Menstrual cramps can be debilitating and annoying. Menstrual pains are due to an increase in the level of prostaglandins, which causes uterine contractions. These contractions cause bleeding from the uterine wall. Vitamin D reduces the production of prostaglandins. In one study, women with primary dysmenorrhea and low vitamin D levels, taking high doses of vitamin D once a week reduced pain intensity for 8 weeks during treatment and 1 month after treatment. Women who took vitamin D had less need to take pain medication to relieve menstrual pain.
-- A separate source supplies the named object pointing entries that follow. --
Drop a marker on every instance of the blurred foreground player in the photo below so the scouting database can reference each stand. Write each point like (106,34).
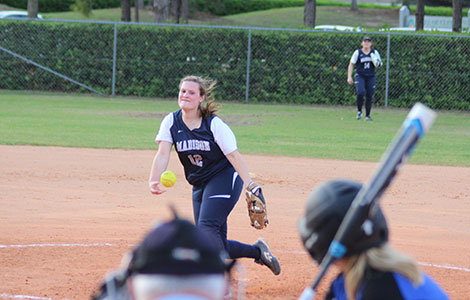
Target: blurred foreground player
(370,269)
(175,261)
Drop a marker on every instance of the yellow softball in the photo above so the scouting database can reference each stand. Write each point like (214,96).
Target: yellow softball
(168,178)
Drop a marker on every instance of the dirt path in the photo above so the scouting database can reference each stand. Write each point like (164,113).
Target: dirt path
(67,216)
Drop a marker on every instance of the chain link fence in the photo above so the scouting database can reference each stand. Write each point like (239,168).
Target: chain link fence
(250,64)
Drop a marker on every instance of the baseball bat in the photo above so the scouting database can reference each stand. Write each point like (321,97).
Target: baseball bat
(416,124)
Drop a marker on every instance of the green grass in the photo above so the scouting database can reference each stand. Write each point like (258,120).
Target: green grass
(369,16)
(309,131)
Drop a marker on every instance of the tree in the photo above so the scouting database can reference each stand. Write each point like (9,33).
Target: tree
(161,10)
(139,4)
(419,15)
(126,10)
(309,12)
(354,5)
(180,10)
(33,8)
(457,15)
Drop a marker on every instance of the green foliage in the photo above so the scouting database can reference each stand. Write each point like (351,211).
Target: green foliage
(286,67)
(63,5)
(83,7)
(232,7)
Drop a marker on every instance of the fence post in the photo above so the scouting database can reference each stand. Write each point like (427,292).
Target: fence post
(387,71)
(403,16)
(114,58)
(248,58)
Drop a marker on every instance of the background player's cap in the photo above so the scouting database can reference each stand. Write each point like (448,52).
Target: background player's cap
(177,247)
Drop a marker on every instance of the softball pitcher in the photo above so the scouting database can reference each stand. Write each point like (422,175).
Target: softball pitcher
(366,60)
(207,149)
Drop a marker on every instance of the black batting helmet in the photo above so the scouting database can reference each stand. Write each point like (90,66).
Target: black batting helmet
(326,208)
(178,248)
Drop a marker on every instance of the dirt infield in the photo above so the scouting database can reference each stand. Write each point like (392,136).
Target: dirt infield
(68,215)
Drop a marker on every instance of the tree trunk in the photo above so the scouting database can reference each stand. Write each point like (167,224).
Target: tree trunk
(126,10)
(175,10)
(184,11)
(137,7)
(33,7)
(457,15)
(354,5)
(309,12)
(161,10)
(419,15)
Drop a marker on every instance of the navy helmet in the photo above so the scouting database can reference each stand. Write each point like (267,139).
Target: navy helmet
(326,208)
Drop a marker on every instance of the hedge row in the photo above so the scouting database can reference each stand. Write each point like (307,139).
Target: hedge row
(61,5)
(285,67)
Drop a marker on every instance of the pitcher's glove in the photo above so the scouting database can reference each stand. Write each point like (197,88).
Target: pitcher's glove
(256,206)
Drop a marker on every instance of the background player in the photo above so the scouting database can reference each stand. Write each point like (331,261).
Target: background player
(366,60)
(371,269)
(207,149)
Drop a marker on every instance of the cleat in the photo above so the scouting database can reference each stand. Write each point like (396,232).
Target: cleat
(267,258)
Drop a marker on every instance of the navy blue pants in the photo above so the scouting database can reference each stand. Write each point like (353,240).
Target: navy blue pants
(365,86)
(212,203)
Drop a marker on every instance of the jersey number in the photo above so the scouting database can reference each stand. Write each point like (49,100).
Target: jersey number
(195,159)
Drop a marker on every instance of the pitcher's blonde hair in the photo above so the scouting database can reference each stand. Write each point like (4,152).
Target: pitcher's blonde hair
(206,88)
(384,258)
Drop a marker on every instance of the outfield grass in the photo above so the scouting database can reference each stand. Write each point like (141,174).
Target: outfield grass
(371,16)
(309,131)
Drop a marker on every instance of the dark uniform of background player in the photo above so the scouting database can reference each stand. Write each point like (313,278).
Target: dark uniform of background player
(365,76)
(207,149)
(371,269)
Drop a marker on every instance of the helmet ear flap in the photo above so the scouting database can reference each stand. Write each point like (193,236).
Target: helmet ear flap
(317,239)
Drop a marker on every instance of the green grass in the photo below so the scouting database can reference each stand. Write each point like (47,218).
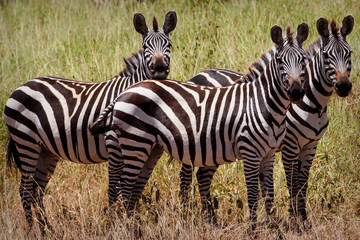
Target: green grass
(87,41)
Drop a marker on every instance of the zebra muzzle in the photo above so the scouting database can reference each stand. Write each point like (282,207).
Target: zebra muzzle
(295,92)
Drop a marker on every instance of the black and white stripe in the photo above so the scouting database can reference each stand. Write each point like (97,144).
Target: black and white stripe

You can ask your doctor to measure your vitamin D level by doing a blood test.
Calcium is a nutrient that everyone needs, but most women do not get enough calcium.
Calcium is a nutrient that everyone needs, but most women don’t get enough of it. We need calcium not only to have healthy bones but also for the proper functioning of the heart, muscles and nervous system. Adequate intake of calcium can help relieve menstrual cramps. In one study, women who took a supplement containing 1,000 milligrams of calcium from the 15th day of their period until the pain stopped in subsequent cycles experienced less severe pain compared to a placebo group. Include low-fat dairy products, calcium-enriched orange juice, canned sardines and salmon, and other calcium-rich foods in your diet.
Dates fruits are one of the fruits that provide the body with vitamins A, B, C, E along with minerals including phosphorus, calcium, iron and magnesium.
Benefits of magnesium for women
Magnesium is an essential mineral that the body needs. Magnesium is an essential mineral that the body needs for the metabolism of more than 300 enzyme systems. Magnesium is essential for building healthy muscles, protein and bones. Your body needs magnesium for proper muscle and nerve function, blood pressure regulation, and blood sugar control. Magnesium is necessary for making DNA and RNA and making glutathione, which is one of the dominant antioxidants in the body. Magnesium can help relieve PMS symptoms, especially when taken with vitamin B6. One study found that women who took 250 mg of magnesium and 40 mg of vitamin B6 experienced fewer PMS symptoms. Be aware that magnesium can interfere with the action of medications such as antibiotics, proton pump inhibitors, diuretics, and bisphosphonates. To make sure magnesium is safe and appropriate, consult your doctor or pharmacist. Adequate magnesium intake is associated with a reduced risk of endometriosis. Sources of magnesium include peanuts, spinach, cashews and black beans. Young women should eat between 310 and 400 milligrams of magnesium per day, depending on their age and whether they are pregnant or breastfeeding.